Scott was born in the Philippines but grew up in Toronto, Canada. He attended George Brown Culinary School and was a chef for a number of years, working with such famous names as Chef Susur Lee and Chef Mark McEwan.

Although Scott really enjoyed cooking, he was a bit of a social chap and found the kitchen restrictive when it came to interacting with guests, so he decided to give bartending a go. He began serving drinks part-time, but ended up liking it so much that he finally hung up his toque to pursue it full-time. After all, the art of mixology has become as involved as creating a master dish in the kitchen, so in a way Scott wasn’t really changing professions much; he was just substituting liquids for solids.

Once he had honed his beverage skills, he began working at hotspots in and around Toronto like T2 Lounge, Body English (now FAMOUS) and the London Tap House. He loved the work but he was a bit over the Toronto temperatures in the winter, so he began to look to warmer climes for a job. He found a position in the Cayman Islands, applied, and was hired. He moved to Grand Cayman earlier this year and has been at the Lobster Pot since it reopened.

Scott is certainly not regretting his decision to move here. He is busy inventing drinks behind the bar on a regular basis, and when he’s not at work, he simply basks in the warm Caribbean temperatures. Every evening he can watch the sunset from that fabulous Lobster Pot deck; not a bad life at all.
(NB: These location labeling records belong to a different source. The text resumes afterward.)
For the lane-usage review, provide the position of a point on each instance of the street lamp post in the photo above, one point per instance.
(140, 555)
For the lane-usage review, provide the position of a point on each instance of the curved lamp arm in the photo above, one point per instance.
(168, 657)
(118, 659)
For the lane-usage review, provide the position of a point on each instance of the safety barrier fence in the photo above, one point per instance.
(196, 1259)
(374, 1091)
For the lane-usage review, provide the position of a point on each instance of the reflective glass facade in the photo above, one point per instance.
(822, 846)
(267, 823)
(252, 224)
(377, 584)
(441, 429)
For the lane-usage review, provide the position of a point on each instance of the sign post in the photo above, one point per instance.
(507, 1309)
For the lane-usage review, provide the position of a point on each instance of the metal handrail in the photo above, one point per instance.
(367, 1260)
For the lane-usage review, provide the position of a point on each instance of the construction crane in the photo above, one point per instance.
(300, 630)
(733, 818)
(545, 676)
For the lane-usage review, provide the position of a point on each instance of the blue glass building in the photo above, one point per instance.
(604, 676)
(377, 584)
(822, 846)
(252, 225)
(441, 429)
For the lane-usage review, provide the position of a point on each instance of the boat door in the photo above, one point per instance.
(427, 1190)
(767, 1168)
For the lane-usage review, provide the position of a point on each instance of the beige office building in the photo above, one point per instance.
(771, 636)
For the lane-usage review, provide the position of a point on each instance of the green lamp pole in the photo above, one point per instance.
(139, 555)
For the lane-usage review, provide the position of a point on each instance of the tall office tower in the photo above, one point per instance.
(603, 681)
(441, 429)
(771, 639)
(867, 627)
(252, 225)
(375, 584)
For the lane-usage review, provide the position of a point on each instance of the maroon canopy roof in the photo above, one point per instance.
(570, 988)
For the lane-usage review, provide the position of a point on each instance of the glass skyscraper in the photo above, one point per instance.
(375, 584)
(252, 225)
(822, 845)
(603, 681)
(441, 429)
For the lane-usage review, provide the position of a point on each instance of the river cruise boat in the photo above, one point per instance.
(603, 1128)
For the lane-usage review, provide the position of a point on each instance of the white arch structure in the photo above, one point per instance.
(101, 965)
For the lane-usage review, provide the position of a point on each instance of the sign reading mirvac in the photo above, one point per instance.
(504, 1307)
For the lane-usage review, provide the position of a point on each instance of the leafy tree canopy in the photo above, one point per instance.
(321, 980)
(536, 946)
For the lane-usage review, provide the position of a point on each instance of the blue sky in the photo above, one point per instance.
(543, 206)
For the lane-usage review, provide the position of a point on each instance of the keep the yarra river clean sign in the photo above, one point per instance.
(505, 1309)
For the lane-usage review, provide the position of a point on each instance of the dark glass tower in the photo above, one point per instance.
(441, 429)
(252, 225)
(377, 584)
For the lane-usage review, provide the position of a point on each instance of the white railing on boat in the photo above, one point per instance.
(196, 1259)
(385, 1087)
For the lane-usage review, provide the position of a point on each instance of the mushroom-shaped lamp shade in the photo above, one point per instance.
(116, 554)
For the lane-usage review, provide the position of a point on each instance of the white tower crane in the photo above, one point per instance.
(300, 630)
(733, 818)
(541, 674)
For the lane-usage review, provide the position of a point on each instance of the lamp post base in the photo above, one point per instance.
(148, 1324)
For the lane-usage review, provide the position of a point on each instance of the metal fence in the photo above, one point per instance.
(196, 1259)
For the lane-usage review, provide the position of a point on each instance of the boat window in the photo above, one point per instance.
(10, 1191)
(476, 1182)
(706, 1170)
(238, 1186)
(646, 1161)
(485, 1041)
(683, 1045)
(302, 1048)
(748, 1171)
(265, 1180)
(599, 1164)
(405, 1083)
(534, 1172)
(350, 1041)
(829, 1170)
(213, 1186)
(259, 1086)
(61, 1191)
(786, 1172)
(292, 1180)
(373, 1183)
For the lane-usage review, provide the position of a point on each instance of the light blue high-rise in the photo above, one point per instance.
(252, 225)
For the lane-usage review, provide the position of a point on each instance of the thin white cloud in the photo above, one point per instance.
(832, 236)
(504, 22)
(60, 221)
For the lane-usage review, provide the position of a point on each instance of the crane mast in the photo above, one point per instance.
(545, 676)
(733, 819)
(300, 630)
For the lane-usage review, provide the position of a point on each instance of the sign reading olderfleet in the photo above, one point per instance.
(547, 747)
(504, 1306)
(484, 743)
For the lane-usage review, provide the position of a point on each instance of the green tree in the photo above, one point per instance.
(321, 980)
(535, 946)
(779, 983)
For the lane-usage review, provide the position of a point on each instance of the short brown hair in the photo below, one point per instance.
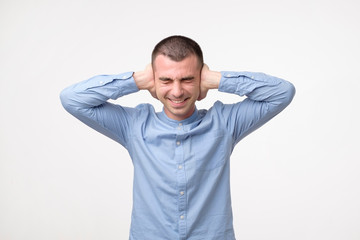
(178, 48)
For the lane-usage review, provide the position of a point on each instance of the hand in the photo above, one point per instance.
(209, 80)
(145, 80)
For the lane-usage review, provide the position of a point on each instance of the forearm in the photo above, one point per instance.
(258, 87)
(96, 91)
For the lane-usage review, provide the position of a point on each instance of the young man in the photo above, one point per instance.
(180, 155)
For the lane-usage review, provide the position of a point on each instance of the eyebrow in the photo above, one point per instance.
(182, 79)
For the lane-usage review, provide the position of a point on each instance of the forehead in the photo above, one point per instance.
(165, 66)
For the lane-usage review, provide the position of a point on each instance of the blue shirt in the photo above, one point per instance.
(181, 187)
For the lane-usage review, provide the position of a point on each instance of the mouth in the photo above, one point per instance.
(178, 103)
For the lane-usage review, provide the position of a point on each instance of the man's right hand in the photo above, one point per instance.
(145, 80)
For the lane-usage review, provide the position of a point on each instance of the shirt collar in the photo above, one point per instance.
(163, 117)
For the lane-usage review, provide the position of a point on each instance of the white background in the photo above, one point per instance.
(295, 178)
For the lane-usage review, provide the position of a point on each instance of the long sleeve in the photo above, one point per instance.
(87, 101)
(266, 97)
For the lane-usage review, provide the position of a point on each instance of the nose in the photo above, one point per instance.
(177, 90)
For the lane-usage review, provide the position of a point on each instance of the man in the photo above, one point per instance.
(180, 155)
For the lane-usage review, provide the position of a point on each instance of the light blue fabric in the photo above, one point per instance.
(181, 186)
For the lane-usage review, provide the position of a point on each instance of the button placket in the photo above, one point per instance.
(181, 183)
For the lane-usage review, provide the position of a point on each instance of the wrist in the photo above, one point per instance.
(140, 79)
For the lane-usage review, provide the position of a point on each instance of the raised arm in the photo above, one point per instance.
(266, 97)
(88, 101)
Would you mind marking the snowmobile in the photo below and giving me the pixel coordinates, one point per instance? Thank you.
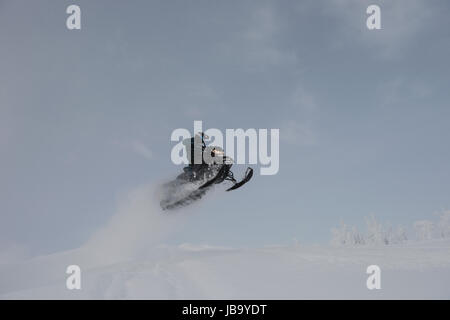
(197, 179)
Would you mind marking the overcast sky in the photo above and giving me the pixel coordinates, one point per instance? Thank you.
(86, 115)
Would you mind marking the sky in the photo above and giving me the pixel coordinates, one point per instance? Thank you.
(86, 115)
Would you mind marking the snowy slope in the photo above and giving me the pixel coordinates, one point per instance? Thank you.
(408, 271)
Scott is keen on experimenting with different textures, flavours and even advanced tools like liquid nitrogen. Expect to see this mixologist on the competition circuit in the near future. 


Finding Nemo


  • 1oz Grey Goose Cherry Noir
  • 1oz Hypnotiq
  • 1/2 oz Blue Curaçao
  • Splash fresh lime juice
  • Sprite
  • Peach gummy

Shake the first four ingredients together with ice, and pour into a tall glass with lots of ice. Top with Sprite, then drop the peach gummy in and push it to the bottom (that’s Nemo!).